Although his sentence has since been overturned, this young man’s story stands as a clear reminder of what religious liberty really means—the simple right to live one’s faith out loud without fear. His story also reminds us that the religious liberty that we enjoy in America and other Western democracies isn’t just a historical anomaly—it’s a current anomaly, as well. Two thirds of the world’s population live in countries that regulate or restrict religious activity in ways that we, schooled in the American ideal of inclusive, expansive religious free exercise, would find intolerable.

Principled pluralism

The first 16 words of the First Amendment to the U.S. Constitution tell me that I don’t have to give up or compromise my own deeply held moral and religious convictions to live, work, worship, and participate freely in American society.
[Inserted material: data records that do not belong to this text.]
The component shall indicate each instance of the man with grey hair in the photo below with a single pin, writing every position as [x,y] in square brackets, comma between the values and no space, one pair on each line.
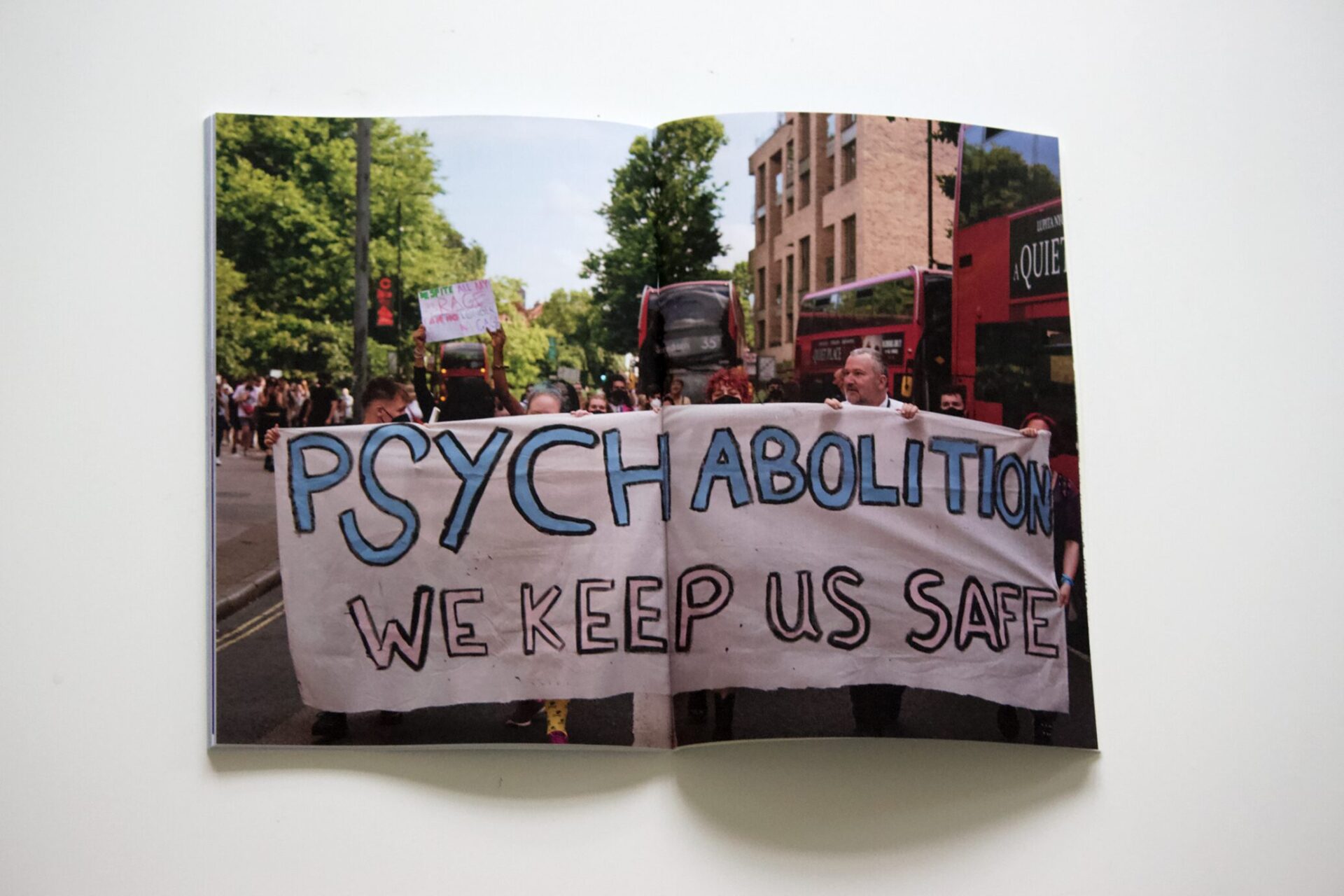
[864,382]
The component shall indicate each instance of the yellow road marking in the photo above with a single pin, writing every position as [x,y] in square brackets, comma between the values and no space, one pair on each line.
[251,628]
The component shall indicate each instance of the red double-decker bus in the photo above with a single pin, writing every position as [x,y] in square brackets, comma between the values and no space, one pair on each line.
[905,315]
[1011,346]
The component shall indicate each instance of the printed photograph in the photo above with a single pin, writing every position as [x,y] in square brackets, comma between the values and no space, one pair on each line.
[568,433]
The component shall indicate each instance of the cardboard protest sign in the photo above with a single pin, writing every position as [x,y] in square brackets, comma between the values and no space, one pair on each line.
[778,546]
[457,311]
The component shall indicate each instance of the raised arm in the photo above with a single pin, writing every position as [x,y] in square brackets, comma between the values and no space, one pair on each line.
[499,372]
[419,375]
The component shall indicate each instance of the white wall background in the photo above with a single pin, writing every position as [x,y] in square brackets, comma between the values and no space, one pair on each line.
[1200,150]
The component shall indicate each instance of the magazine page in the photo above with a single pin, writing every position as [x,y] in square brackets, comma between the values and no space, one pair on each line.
[823,548]
[917,266]
[318,312]
[473,562]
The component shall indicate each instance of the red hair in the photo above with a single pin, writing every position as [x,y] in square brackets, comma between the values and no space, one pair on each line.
[732,378]
[1054,430]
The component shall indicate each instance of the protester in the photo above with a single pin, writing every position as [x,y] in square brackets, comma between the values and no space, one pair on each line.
[223,402]
[952,399]
[863,378]
[269,415]
[1066,517]
[296,402]
[597,403]
[864,382]
[234,421]
[248,397]
[464,398]
[546,398]
[321,403]
[675,396]
[385,402]
[729,386]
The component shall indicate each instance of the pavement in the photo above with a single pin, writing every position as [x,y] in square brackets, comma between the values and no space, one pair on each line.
[246,552]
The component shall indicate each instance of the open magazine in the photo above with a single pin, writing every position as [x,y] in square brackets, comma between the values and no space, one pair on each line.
[841,498]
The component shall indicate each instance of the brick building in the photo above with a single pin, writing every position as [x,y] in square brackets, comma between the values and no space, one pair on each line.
[840,198]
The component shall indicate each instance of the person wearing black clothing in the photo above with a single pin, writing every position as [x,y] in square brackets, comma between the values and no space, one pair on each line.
[467,398]
[270,414]
[321,402]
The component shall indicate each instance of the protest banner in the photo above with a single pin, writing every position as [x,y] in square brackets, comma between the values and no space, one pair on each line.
[774,546]
[457,311]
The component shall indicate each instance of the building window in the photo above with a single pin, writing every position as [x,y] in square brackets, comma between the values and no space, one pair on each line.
[804,266]
[850,237]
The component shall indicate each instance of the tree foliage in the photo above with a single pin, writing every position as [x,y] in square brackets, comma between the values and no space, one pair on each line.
[577,320]
[663,222]
[286,222]
[996,181]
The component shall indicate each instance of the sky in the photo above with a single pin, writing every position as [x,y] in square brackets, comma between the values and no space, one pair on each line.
[527,190]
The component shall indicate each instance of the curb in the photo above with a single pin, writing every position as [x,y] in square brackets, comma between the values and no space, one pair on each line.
[239,598]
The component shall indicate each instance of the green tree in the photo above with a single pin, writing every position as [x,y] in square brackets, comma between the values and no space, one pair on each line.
[286,216]
[995,182]
[578,323]
[663,222]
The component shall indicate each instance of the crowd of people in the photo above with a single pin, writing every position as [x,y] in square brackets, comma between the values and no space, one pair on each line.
[257,406]
[252,406]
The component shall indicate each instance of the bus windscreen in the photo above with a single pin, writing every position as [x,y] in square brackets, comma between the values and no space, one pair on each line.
[860,305]
[463,359]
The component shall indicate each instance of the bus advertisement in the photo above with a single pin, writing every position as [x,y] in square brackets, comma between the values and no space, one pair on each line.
[996,324]
[1011,346]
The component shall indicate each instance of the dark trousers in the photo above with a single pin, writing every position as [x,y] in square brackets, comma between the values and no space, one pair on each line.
[875,708]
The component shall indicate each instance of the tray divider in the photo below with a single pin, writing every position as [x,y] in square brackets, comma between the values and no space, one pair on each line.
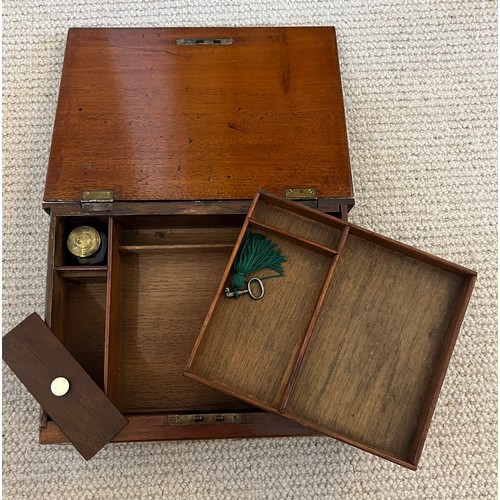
[303,242]
[437,379]
[112,331]
[225,277]
[297,363]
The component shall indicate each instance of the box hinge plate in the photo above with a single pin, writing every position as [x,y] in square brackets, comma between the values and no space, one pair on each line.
[306,196]
[97,201]
[205,418]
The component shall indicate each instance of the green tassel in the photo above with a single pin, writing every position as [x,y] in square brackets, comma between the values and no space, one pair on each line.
[256,253]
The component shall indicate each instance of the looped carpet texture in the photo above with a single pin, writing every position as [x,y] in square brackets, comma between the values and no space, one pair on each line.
[419,81]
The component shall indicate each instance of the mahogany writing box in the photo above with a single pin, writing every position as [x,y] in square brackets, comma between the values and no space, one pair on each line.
[354,340]
[161,139]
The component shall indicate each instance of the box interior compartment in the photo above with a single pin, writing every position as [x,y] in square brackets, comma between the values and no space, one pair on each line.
[353,341]
[78,307]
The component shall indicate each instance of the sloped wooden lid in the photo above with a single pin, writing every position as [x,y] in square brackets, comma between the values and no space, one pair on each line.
[151,119]
[353,341]
[85,415]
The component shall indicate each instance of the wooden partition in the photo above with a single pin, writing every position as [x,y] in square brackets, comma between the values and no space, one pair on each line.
[353,341]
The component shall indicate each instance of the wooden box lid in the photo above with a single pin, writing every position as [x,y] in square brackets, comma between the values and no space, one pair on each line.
[199,114]
[355,339]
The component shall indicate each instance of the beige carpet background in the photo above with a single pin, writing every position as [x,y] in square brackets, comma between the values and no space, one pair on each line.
[419,81]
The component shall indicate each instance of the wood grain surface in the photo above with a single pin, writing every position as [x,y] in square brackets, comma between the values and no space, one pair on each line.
[152,120]
[164,298]
[378,341]
[84,337]
[84,414]
[249,345]
[375,347]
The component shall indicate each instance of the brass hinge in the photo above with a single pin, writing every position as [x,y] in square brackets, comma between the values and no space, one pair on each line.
[97,201]
[306,196]
[205,418]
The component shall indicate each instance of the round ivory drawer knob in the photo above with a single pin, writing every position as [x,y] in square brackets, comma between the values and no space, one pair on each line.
[59,386]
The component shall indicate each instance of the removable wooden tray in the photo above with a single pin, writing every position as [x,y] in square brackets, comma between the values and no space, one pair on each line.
[353,341]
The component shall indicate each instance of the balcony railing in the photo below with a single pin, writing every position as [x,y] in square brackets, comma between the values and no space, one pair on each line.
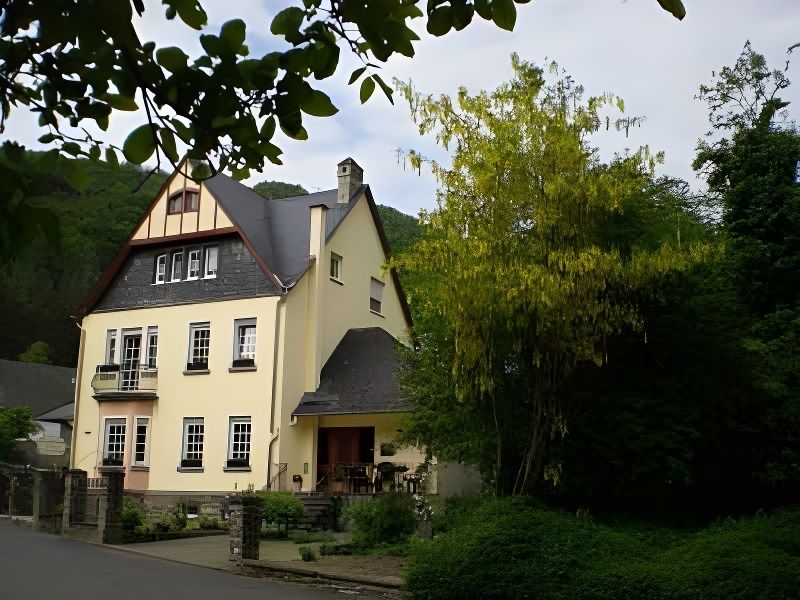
[110,379]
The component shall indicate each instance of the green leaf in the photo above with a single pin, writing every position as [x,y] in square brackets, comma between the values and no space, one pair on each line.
[232,34]
[484,9]
[173,59]
[111,158]
[139,145]
[674,7]
[367,87]
[386,89]
[440,20]
[356,74]
[318,104]
[504,14]
[120,102]
[287,21]
[168,144]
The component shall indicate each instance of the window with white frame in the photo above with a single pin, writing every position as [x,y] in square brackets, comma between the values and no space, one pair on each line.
[199,345]
[336,267]
[160,273]
[239,434]
[177,266]
[111,346]
[193,441]
[141,442]
[193,264]
[211,258]
[244,351]
[375,294]
[114,442]
[152,348]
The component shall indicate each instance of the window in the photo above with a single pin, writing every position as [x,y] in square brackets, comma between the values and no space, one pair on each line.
[141,451]
[152,348]
[177,266]
[199,343]
[175,203]
[191,200]
[239,442]
[211,262]
[193,267]
[114,442]
[161,269]
[244,351]
[375,294]
[336,267]
[111,346]
[193,438]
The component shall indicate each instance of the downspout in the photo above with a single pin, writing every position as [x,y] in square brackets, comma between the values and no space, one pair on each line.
[76,396]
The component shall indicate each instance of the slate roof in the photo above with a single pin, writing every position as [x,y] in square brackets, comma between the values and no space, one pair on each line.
[279,229]
[358,378]
[62,413]
[41,388]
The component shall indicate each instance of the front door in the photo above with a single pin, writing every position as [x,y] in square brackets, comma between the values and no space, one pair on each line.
[131,352]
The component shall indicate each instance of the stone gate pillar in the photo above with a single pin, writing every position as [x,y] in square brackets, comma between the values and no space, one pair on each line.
[74,498]
[245,527]
[111,519]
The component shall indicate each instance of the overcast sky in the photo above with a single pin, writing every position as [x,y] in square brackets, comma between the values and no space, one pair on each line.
[631,48]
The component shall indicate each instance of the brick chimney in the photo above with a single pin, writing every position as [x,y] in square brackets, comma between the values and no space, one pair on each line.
[351,176]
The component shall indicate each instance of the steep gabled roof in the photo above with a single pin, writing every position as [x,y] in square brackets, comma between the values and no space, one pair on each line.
[276,232]
[358,377]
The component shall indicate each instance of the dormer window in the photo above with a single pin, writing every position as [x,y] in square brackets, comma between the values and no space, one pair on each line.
[183,201]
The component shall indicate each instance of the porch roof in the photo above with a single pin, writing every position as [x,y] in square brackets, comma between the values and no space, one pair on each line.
[358,378]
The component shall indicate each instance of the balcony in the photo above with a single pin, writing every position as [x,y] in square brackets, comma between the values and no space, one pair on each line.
[127,381]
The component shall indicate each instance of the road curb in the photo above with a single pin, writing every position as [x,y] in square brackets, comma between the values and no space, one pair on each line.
[279,568]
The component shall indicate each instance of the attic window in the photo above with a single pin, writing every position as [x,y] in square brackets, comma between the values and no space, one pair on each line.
[375,294]
[183,201]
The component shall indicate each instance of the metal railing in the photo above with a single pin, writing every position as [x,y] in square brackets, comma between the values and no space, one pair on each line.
[109,378]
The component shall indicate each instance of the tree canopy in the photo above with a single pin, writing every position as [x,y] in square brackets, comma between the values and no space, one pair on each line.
[74,62]
[518,283]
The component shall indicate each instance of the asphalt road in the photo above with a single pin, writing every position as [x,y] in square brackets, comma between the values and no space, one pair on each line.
[37,566]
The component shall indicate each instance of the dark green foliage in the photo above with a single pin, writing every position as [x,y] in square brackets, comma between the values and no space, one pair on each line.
[44,280]
[402,230]
[279,189]
[38,352]
[307,554]
[280,507]
[388,518]
[132,514]
[509,549]
[15,422]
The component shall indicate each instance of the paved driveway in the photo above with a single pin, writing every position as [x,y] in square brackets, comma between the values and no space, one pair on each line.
[37,565]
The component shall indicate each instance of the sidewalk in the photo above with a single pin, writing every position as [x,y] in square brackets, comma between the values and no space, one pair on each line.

But the flip side of that coin is that others have the same privilege as well. And regardless of whether we lean politically right or left, and regardless of our own religious tradition, that kind of reciprocity often feels hard.

When legal rights collide and when religious worldviews collide, simple solutions and easily digestible sound bites become far more attractive than doing the difficult work of seeking a deeper understanding of an issue or trying to look at it through others’ eyes.

Clearly this editorial is not a religious freedom voting guide or even a voting suggestion. But it’s an appeal—for us all, whatever our political sympathies or religious commitments, to keep an eye out for “emotionally potent oversimplifications” that can lead us to dehumanize those we disagree with.

This alone won’t solve the complex religious liberty policy disputes we still need to work through together, but it’s surely a good place to start.


Article Author: Bettina Krause

Bettina Krause is the editor of Liberty magazine.